Eine Zäsur markierte der Zweite Weltkrieg: 1943 zerstörte eine verirrte Luftmine den prachtvollen Jugenstilsaal. Brauerei, Stadt und Pächter nahmen gemeinsam den Wiederaufbau in Angriff. Unter Verwendung von Ruinenteilen entstand der 1947 eröffnete neue Saal an der Alexanderstraße. Schnörkellos und mit Kieferndielen statt Eichenparkett. Doch das Comeback war grandios.
Gert Kuntermann, Mitglied der Fürther Geschichtswerkstatt, präsentiert in seinem Bildband die Geschichte des Geismannsaals aus erster Hand. Sein Großvater Fritz Nürnberger war in der Nachkriegszeit Geschäftsführer bei Pächter Emil Most. Seine Großmutter Anni Nürnberger arbeitete am Büfett. Die Erinnerung an die mit sogenannten Kraftbändern an den Unterarmen ausgestatteten Spüler, den Ausschank gegen Biermarken, die Essensausgabe im Akkord, die Hektik hinter den Kulissen hat sich Kuntermanns kindliches Gedächtnis als Erinnerung an den Poculator eingeprägt.
Pony auf der Treppe
Ebenso der Auftritt eines Ponys bei den Valentinsbällen.
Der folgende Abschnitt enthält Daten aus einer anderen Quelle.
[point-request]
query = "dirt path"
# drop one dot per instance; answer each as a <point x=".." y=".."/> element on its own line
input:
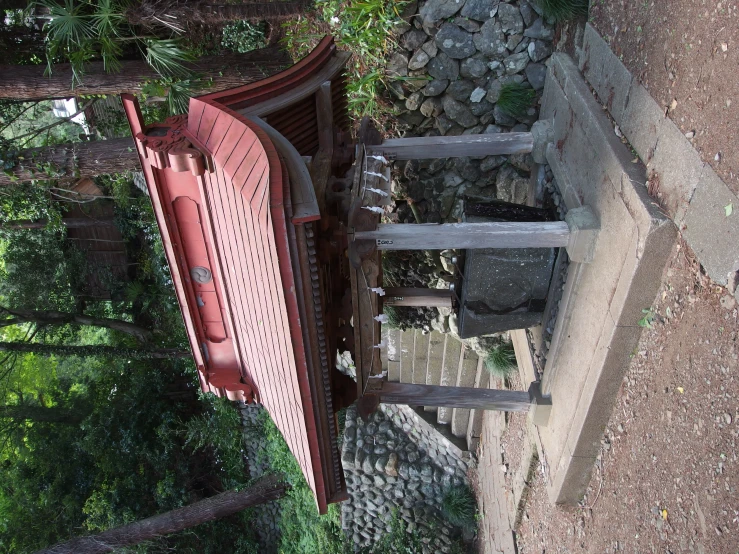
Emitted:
<point x="667" y="479"/>
<point x="686" y="53"/>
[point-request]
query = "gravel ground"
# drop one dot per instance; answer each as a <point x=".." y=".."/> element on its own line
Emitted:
<point x="686" y="53"/>
<point x="666" y="479"/>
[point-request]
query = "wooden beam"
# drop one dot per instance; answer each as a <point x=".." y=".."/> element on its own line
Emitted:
<point x="454" y="397"/>
<point x="417" y="148"/>
<point x="410" y="296"/>
<point x="497" y="234"/>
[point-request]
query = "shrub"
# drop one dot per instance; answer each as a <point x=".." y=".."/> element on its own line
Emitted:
<point x="515" y="99"/>
<point x="562" y="10"/>
<point x="459" y="506"/>
<point x="243" y="36"/>
<point x="501" y="359"/>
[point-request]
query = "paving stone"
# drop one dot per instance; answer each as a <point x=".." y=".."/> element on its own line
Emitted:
<point x="450" y="369"/>
<point x="465" y="378"/>
<point x="712" y="235"/>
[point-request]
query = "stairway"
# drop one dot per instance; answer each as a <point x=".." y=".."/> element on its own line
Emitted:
<point x="437" y="359"/>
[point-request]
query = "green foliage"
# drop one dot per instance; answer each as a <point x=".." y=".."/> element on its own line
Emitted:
<point x="166" y="56"/>
<point x="648" y="319"/>
<point x="244" y="36"/>
<point x="459" y="506"/>
<point x="80" y="31"/>
<point x="361" y="27"/>
<point x="219" y="428"/>
<point x="40" y="271"/>
<point x="562" y="10"/>
<point x="501" y="360"/>
<point x="515" y="99"/>
<point x="303" y="530"/>
<point x="137" y="453"/>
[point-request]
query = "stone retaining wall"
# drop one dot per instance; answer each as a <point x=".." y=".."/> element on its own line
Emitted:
<point x="397" y="464"/>
<point x="452" y="62"/>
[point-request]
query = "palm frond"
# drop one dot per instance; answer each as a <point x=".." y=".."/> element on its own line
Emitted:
<point x="167" y="57"/>
<point x="109" y="18"/>
<point x="67" y="23"/>
<point x="111" y="52"/>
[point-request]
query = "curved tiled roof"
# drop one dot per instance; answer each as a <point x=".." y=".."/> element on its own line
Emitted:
<point x="222" y="198"/>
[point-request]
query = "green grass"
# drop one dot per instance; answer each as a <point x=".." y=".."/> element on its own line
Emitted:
<point x="501" y="360"/>
<point x="361" y="27"/>
<point x="303" y="530"/>
<point x="244" y="36"/>
<point x="459" y="507"/>
<point x="515" y="99"/>
<point x="562" y="10"/>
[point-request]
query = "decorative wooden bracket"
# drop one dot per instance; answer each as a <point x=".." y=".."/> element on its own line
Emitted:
<point x="171" y="145"/>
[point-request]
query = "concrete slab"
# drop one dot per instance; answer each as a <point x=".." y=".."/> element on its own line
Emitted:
<point x="717" y="244"/>
<point x="496" y="531"/>
<point x="435" y="362"/>
<point x="610" y="78"/>
<point x="474" y="427"/>
<point x="393" y="371"/>
<point x="595" y="330"/>
<point x="449" y="371"/>
<point x="468" y="368"/>
<point x="420" y="358"/>
<point x="690" y="191"/>
<point x="407" y="341"/>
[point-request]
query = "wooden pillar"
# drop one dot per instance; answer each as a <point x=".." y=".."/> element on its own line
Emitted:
<point x="410" y="296"/>
<point x="417" y="148"/>
<point x="498" y="234"/>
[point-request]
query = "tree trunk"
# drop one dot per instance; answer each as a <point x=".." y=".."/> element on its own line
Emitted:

Um es die Treppe hinaufzubekommen, verpasste man dem Tier Gummischuhe. Weil die Lüftung nie funktionierte und ein Rauchverbot noch jenseits der Vorstellungskraft lag, war bei Großveranstaltungen die Saaldecke ab 20 Uhr vor lauter Rauchschwaden nicht mehr zu erkennen. Manch einer verdrückte sich zum „Luftschnappen“ mit dem Maßkrug auf die Toilette.
Zu den Aufgaben des Jungen gehörte es, Gummiknüppel und Mützen mit der Aufschrift „Hauspolizei“ an Saalordner auszufahren, die oft aushilfsweise benötigt wurden. Kuntermann erinnert sich an die Schießbude neben der Bühne und an den Kiosk neben den Toiletten, auch daran, dass der Geismannsaal in den 1970er Jahren zum Auftrittsort der Rockszene wurde. Sein Nachruf auf das legendäre Fürther Wohnzimmer ist im städtebilder-Verlag von Lothar Berthold erschienen. Berthold hat die Kapitel zu den Beat- und Rockkonzerten und zum Ende des Saales beigesteuert.
Der Fürther Geismannsaal, Gert Kuntermann, Herausgegeben von der Fürther Geschichtswerkstatt, städtebilder Verlag, 100 Seiten, 19,80 Euro.